The files which cannot be eliminated using the threshold approach are then scored using the dueling HMM approach in the second tier. Tier 2 contains HMMs for each virus family as well as all benign code. Thus, each suspected file can now be inspected to see whether it belongs to a particular category. The file will belong to the category of the HMM which will give it the highest score.

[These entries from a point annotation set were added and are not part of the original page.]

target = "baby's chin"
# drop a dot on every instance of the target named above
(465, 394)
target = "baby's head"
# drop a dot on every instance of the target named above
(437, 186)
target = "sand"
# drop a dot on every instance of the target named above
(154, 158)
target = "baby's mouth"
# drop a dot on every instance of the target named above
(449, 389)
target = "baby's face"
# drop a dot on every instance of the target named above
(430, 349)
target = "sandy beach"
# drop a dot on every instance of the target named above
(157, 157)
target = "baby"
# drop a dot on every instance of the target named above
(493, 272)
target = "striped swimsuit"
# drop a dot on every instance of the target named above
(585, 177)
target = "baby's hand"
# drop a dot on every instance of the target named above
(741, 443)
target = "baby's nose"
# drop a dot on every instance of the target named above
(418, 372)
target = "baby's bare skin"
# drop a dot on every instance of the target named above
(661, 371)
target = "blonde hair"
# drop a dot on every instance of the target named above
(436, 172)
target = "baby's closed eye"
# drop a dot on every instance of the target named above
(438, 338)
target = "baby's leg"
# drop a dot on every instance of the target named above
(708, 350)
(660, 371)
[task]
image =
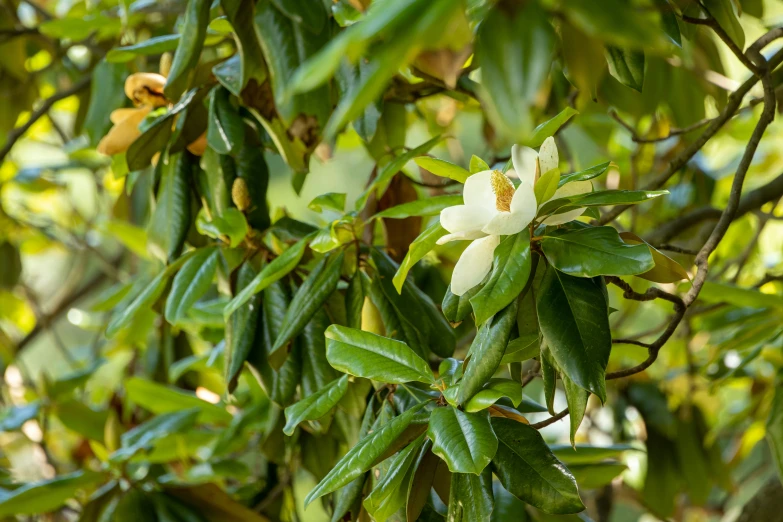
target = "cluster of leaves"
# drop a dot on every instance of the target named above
(257, 352)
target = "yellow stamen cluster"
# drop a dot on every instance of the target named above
(503, 189)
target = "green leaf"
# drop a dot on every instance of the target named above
(225, 130)
(191, 283)
(576, 398)
(465, 441)
(547, 185)
(143, 436)
(372, 356)
(572, 314)
(442, 168)
(666, 269)
(170, 221)
(584, 175)
(486, 352)
(775, 428)
(152, 141)
(514, 47)
(308, 299)
(550, 127)
(241, 330)
(421, 207)
(477, 164)
(385, 175)
(275, 270)
(627, 65)
(528, 470)
(493, 392)
(316, 405)
(594, 251)
(46, 495)
(417, 250)
(368, 451)
(471, 498)
(152, 46)
(194, 30)
(331, 200)
(510, 273)
(159, 398)
(598, 199)
(390, 493)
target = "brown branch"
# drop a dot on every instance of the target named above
(41, 111)
(732, 105)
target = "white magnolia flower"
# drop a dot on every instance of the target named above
(493, 208)
(524, 159)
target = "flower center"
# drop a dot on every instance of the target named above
(503, 189)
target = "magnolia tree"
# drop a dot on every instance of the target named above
(391, 260)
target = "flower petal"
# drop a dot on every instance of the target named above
(464, 218)
(478, 191)
(548, 158)
(523, 210)
(461, 236)
(474, 264)
(524, 160)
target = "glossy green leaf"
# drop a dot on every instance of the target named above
(417, 250)
(225, 130)
(627, 65)
(191, 283)
(316, 405)
(193, 32)
(155, 45)
(471, 498)
(309, 298)
(241, 329)
(421, 207)
(273, 271)
(550, 127)
(372, 356)
(528, 470)
(486, 352)
(46, 495)
(170, 221)
(367, 452)
(510, 273)
(572, 314)
(584, 175)
(465, 441)
(594, 251)
(494, 390)
(514, 47)
(442, 168)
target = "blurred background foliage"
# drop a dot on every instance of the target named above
(79, 236)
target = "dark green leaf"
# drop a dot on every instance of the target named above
(514, 47)
(194, 30)
(594, 251)
(367, 452)
(372, 356)
(191, 282)
(308, 299)
(528, 470)
(225, 130)
(572, 314)
(486, 352)
(316, 405)
(465, 441)
(510, 274)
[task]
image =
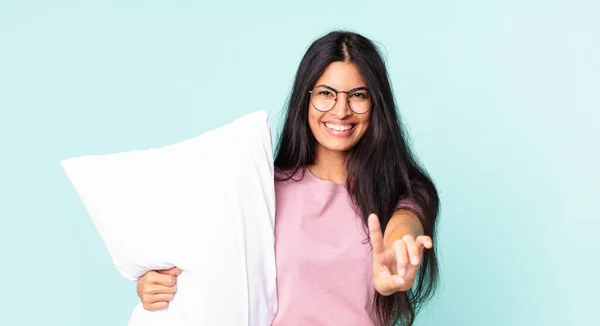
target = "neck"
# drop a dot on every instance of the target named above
(330, 165)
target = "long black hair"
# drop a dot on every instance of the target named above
(381, 168)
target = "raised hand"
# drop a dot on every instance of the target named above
(395, 266)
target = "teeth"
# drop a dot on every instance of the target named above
(338, 127)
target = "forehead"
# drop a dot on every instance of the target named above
(341, 76)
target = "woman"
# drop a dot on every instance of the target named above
(344, 175)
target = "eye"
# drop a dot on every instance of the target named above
(360, 95)
(325, 93)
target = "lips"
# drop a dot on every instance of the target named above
(339, 127)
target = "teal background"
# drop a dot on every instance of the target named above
(501, 99)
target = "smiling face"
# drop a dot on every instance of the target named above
(339, 129)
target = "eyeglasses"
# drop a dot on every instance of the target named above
(323, 98)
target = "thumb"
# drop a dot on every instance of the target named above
(375, 234)
(173, 271)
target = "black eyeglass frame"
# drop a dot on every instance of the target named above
(361, 88)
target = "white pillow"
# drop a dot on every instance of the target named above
(206, 205)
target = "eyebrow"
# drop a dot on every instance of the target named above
(350, 91)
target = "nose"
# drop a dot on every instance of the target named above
(341, 109)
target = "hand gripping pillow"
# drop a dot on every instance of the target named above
(206, 205)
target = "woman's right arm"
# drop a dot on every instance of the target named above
(157, 288)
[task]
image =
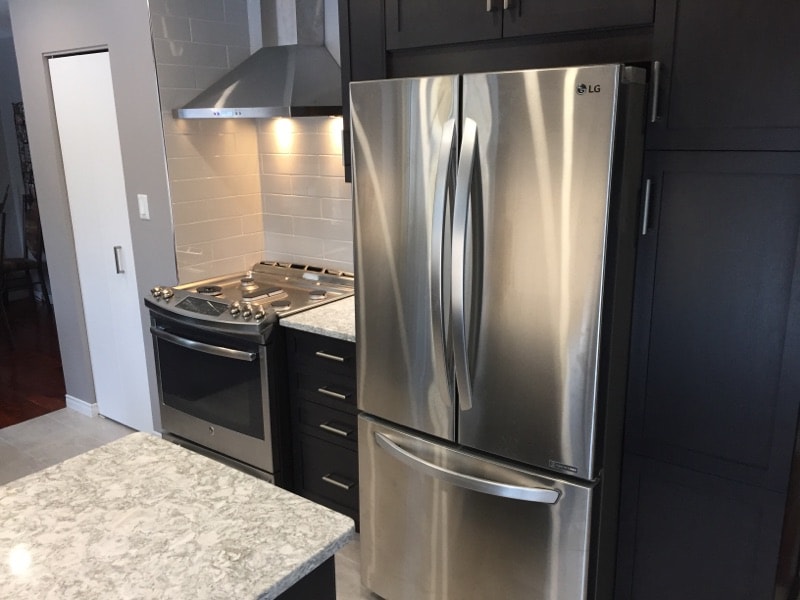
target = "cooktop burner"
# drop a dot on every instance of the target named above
(253, 300)
(210, 290)
(281, 305)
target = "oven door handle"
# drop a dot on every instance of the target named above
(201, 347)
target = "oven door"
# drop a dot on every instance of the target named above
(214, 391)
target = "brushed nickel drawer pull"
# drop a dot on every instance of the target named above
(338, 431)
(332, 357)
(332, 394)
(343, 485)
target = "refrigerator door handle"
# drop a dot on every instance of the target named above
(447, 156)
(466, 165)
(470, 482)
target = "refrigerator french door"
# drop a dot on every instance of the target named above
(495, 221)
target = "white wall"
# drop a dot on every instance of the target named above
(41, 28)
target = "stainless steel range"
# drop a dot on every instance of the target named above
(219, 359)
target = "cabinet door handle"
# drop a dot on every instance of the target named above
(332, 394)
(327, 426)
(345, 484)
(656, 82)
(118, 259)
(648, 188)
(327, 356)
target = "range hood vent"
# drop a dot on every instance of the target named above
(292, 80)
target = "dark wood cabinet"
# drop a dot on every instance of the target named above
(421, 23)
(714, 386)
(686, 534)
(322, 398)
(729, 75)
(714, 380)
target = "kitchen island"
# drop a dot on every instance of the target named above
(143, 518)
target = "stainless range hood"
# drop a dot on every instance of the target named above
(296, 79)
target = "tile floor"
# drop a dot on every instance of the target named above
(44, 441)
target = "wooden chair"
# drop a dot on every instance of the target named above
(3, 314)
(17, 272)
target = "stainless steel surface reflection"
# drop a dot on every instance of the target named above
(544, 154)
(462, 543)
(398, 128)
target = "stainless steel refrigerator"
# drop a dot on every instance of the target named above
(495, 225)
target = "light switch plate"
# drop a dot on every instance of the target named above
(144, 209)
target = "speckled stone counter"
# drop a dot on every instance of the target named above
(143, 518)
(336, 319)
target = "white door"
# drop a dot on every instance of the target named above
(86, 117)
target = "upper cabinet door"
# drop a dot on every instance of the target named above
(418, 23)
(730, 75)
(529, 17)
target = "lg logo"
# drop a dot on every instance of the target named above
(591, 89)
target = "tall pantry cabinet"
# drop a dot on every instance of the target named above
(714, 376)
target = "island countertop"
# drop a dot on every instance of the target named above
(143, 518)
(335, 319)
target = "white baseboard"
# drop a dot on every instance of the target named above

Table 9 shows the comparison of the three approaches. The threshold approach is the fastest method, but is less effective at detecting malware than the other strategies. The dueling approach, as expected, is the slowest of the three; The execution time for the dueling approach is on average two to three times the execution time of the threshold approach. The tiered approach lies snugly in the middle with the execution time ranging from 1.1 to 2.5 times the time taken by the threshold approach, with most of the execution times for the tiered model approaching the execution time for the threshold model. Despite this speedup, Table 9 shows that the tiered approach is as effective as the dueling HMM strategy, making the tiered strategy a clear winner.

10 Conclusions

Hidden Markov models show promise as a tool for virus identification, particularly in identifying metamorphic viruses. We illustrate how multiple HMMs may be used in the dueling HMM strategy, improving the effectiveness of HMM-based detectors. We also show how the threshold-based approach and the dueling HMM strategy can be combined in a tiered fashion to minimize the performance penalty of the dueling HMM strategy. We also reveal some of the details about the hidden states of the HMM models, allowing for a richer understanding of the critical properties of the underlying models. By leveraging the information available in these models, we hope to improve our ability to detect metamorphic malware.